Vets' preference rules at issue in Defense personnel reform
Unions, department officials disagree on whether system could be manipulated to undermine rules requiring preferential treatment for veterans.
Despite assurances from the Defense Department, unions are concerned that the National Security Personnel System will fail to protect veterans preference.
Union leaders are worried that the system's flexibilities for reductions in force allow supervisors to circumvent veterans preference when downsizing.
Under NSPS, supervisors can base groups of jobs targeted in RIFs on geographical location, line of business, product line, organizational unit or funding line. Within those areas, supervisors can designate RIF competition groups based on career group, pay schedule, occupation, pay band or trainee status.
Those considerations are too all-encompassing, said Ron Ault, president of the Metal Trades Department of the AFL-CIO.
"They've got it so broad they can do it any way they want to do it," said Ault. "The area of competition can be a four-foot square on the floor."
Ault and others worry that increased flexibility to designate who competes to keep jobs allows supervisors to safeguard favored employees, undermining veterans preference rules.
But department officials, who have not shied away from endorsing changes to the pay, classification and labor relations portion of Defense's personnel system, insist that veterans' preference is untouched in the NSPS.
"Through workforce shaping flexibilities, the department will create a reduction-in-force system that places more emphasis on performance while continuing to protect veterans' preference rights," NSPS regulations stated.
The Pentagon, in conjunction with the Office of Personnel Management, met with several veterans organizations in the fall of 2004 about the new system.
In a statement put out after that meeting, OPM said the system's "flexibilities are being married with pillars of the civil service, such as veterans preference, in order to create a new, agile personnel system."
The American Legion, a veterans organization with about 3 million members, was one of the groups that met with the Pentagon and OPM. The organization's deputy director of economics, Joseph Sharpe, said he is concerned about the potential loophole for veterans preference, but thinks rigorous oversight and training would remedy the problem.
"It's such a new program and there are possible loopholes and we are, of course, concerned about those loopholes," Sharpe said. "We believe that training is essential for those things not to happen, and we've been promised that managers and supervisors will be going through a training session so those types of things will be prevented."
"Being able to properly monitor [and] to decrease any loopholes where agencies can get around veterans preference" is crucial, Sharpe said.
Sharpe also said he's hopeful that the new system will speed the hiring process so that veterans don't have to wait six months or a year to get hired.

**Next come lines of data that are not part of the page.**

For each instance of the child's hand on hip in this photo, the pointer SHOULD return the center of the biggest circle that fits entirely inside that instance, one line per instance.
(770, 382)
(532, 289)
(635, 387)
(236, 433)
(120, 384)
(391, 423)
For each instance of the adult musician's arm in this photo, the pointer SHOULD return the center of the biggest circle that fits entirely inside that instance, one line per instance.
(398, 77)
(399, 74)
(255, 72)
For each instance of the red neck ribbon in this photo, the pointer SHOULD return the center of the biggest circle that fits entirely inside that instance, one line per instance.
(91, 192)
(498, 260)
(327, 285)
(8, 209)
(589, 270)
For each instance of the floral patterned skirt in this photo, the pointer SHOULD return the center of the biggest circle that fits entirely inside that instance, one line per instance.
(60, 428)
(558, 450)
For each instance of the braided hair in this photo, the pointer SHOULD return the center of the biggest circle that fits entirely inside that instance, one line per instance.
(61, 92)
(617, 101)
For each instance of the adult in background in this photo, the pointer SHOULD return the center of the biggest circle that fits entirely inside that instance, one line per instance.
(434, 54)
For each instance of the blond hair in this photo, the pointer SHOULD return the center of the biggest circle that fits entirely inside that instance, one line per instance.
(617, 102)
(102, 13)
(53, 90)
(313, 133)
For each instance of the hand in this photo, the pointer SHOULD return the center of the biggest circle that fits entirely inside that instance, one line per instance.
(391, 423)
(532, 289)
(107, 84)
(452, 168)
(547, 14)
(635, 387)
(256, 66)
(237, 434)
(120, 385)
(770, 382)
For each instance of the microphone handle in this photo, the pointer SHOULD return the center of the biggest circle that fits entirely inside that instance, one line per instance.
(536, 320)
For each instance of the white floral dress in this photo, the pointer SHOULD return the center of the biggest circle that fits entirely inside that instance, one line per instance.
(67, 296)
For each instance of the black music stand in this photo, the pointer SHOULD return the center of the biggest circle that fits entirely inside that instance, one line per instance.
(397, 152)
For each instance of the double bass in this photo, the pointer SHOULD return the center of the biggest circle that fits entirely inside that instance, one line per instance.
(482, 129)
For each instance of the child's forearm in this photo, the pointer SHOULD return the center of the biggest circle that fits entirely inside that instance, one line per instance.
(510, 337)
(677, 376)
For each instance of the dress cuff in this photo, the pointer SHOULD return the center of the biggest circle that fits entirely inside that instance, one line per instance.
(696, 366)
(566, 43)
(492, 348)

That prospect balances his worries about NSPS, he said.
But Mark Roth, American Federation of Government Employees general counsel, said he thinks veterans groups such as the American Legion will see that training and oversight will not be enough to stop the decline of veterans' preference once the system is in place.
"They've pulled such a hoax over the veterans groups who, I think if they knew this was going to happen, would be up in arms," Roth said.
He gave an example of how NSPS could damage veterans' preference.
"If you're in a group that's competing for a job, and you've been targeted for a reduction, it is true that veterans stay ahead of all nonveterans," Roth said. "However, … they could actually RIF a work project on the seventh floor of a building or a DoD facility which is all veterans. In that case [the veterans] have no one they can compete with anymore, and they're all gone."
NSPS spokesperson Joyce Frank said these concerns are not valid. She said the only change to retention rules is that more weight is given to performance.
"Under NSPS, reduction-in-force rules are designed to increase the impact of performance, minimize disruption and simplify the process," Frank said. "The retention order gives more weight to performance than to service time. However, NSPS gives veterans the same level of preference over nonveterans as they have in today's system."
Roth said that after the curtailment of collective bargaining rights under NSPS, diminished veterans' preference is AFGE's second priority, ranking above pay issues. AFGE and nine other unions filed a lawsuit against the Pentagon on NSPS labor relations. The lawsuit will delay implementation of the system until at least February.